Use SnapATAC2 v2.8.0 to process the BAM file output from astep2.

  • Read the BAM file to obtain ATAC sequencing and mapping metrics.

  • Generate the raw fragments file from the BAM file. Filter out mitochondria fragments to obtain the filtered fragments file.

  • Generate an Anndata object from the filtered fragments file.

  • Plot the distribution of TSS score.

  • Use MACS3 to call peaks, filter duplicate peaks, and output to peaks.bed.

  • Generate raw_peaks_bc_matrix dir based on peaks.

  • Calculate metrics for each barcode and output to per_barcode_metrics.csv.

  • Plot the distribution of insert sizes.

  • Cell calling

  • Generate filtered_feature_bc_matrix and filtered_peaks_bc_matrix.

  • Calculate ATAC library metrics for cells and targeting.

Cell calling

If --min_atac_count and --min_gex_count are specified:

  • Then determine the barcode as a cell if the UMI count is greater than the min_gex_count value and the events count is greater than the min_atac_count value.

If not specified:

  • First, retain barcodes where the UMI count is greater than 1 or the events in peaks count is greater than 1.
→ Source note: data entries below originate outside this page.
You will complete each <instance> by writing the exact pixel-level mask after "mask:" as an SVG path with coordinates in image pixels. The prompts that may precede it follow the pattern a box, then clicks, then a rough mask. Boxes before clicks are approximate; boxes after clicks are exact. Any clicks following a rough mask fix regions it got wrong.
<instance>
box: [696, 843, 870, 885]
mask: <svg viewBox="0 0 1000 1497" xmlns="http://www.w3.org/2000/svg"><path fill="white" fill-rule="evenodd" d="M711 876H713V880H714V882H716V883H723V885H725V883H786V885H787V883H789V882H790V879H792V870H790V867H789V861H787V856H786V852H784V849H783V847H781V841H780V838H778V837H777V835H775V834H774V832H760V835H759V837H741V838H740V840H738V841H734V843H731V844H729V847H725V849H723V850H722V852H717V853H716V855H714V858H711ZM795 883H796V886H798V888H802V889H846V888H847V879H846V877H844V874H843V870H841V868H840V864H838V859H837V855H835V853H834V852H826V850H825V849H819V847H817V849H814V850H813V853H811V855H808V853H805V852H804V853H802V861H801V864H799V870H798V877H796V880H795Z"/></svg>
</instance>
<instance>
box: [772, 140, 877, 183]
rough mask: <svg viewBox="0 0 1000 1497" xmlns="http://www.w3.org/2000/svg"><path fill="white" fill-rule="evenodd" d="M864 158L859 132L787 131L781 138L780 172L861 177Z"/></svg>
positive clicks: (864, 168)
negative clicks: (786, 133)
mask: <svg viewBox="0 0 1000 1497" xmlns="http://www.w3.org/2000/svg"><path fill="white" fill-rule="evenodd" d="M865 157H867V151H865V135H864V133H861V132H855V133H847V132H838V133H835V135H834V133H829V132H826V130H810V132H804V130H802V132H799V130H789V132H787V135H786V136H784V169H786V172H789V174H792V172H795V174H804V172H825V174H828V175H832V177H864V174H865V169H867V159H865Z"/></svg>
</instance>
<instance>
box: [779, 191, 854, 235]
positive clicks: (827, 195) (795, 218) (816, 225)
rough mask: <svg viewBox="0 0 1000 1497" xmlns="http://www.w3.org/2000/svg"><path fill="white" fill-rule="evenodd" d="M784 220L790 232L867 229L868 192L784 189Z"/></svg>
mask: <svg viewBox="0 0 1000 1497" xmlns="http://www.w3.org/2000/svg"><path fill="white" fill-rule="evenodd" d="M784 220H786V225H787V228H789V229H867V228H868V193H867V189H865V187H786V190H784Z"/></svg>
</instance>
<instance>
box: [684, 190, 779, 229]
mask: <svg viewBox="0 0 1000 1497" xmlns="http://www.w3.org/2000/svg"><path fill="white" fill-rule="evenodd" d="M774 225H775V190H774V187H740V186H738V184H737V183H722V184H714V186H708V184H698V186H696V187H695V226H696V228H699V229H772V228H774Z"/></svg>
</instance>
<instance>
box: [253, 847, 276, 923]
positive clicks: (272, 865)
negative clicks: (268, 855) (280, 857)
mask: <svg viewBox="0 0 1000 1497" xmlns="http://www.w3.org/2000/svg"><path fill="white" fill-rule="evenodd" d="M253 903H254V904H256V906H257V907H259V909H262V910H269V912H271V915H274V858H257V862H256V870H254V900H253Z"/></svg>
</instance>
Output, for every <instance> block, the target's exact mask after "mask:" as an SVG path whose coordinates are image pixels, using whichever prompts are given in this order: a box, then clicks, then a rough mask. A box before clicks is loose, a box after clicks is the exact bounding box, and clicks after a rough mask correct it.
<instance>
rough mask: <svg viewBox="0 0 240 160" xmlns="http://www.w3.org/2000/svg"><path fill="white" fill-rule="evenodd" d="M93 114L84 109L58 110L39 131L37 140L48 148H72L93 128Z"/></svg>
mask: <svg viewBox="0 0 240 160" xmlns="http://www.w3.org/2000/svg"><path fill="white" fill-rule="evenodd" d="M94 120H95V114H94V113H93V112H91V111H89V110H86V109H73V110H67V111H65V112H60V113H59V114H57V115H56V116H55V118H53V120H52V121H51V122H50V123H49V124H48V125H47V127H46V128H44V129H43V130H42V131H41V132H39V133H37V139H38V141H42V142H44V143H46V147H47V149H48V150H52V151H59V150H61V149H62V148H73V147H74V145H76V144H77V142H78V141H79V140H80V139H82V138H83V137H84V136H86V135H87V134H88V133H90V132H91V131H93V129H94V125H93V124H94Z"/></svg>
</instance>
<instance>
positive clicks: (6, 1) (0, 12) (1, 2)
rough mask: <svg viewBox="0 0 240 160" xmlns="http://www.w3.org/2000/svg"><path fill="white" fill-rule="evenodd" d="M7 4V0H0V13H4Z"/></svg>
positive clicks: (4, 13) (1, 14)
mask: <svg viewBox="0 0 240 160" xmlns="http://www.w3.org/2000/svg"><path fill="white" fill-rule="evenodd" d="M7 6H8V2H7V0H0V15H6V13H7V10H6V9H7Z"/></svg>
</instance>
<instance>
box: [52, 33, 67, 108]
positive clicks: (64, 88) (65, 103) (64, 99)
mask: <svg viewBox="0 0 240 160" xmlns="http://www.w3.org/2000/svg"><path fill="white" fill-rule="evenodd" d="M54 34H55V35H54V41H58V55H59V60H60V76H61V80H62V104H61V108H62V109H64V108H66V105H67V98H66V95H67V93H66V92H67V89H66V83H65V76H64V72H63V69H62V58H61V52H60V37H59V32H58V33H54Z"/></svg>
  • Then, filter barcodes where “the fraction of fragments overlapping called peaks” is less than “the fraction of genome in peaks”.

  • Deduplicates. Filter barcodes with identical UMI values and events in peaks values.

  • Perform log10 transformation on the UMI values and events in peaks values of the filtered barcodes.

  • Based on the transformed UMI values and events in peaks values, use the KMeans algorithm to divide the barcodes into two clusters. The cluster with the higher mean is identified as cells, while the other is not.

  • Map the barcodes filtered out during deduplication to cells or non-cells based on the determination of the remaining barcodes.

astep4: Subsequent analysis

After the above steps, with the obtained cell expression matrix and ATAC matrix, we can proceed to the next stage of analysis.

Use Signac v1.14.0 to merge the cell expression matrix and ATAC matrix into a single Seurat object, Filter out features not in the database, then normalize the expression matrix and ATAC matrix separately, identify highly variable genes, perform dimensionality reduction and clustering, find differential genes, conduct WNN clustering, and finally calculate feature links.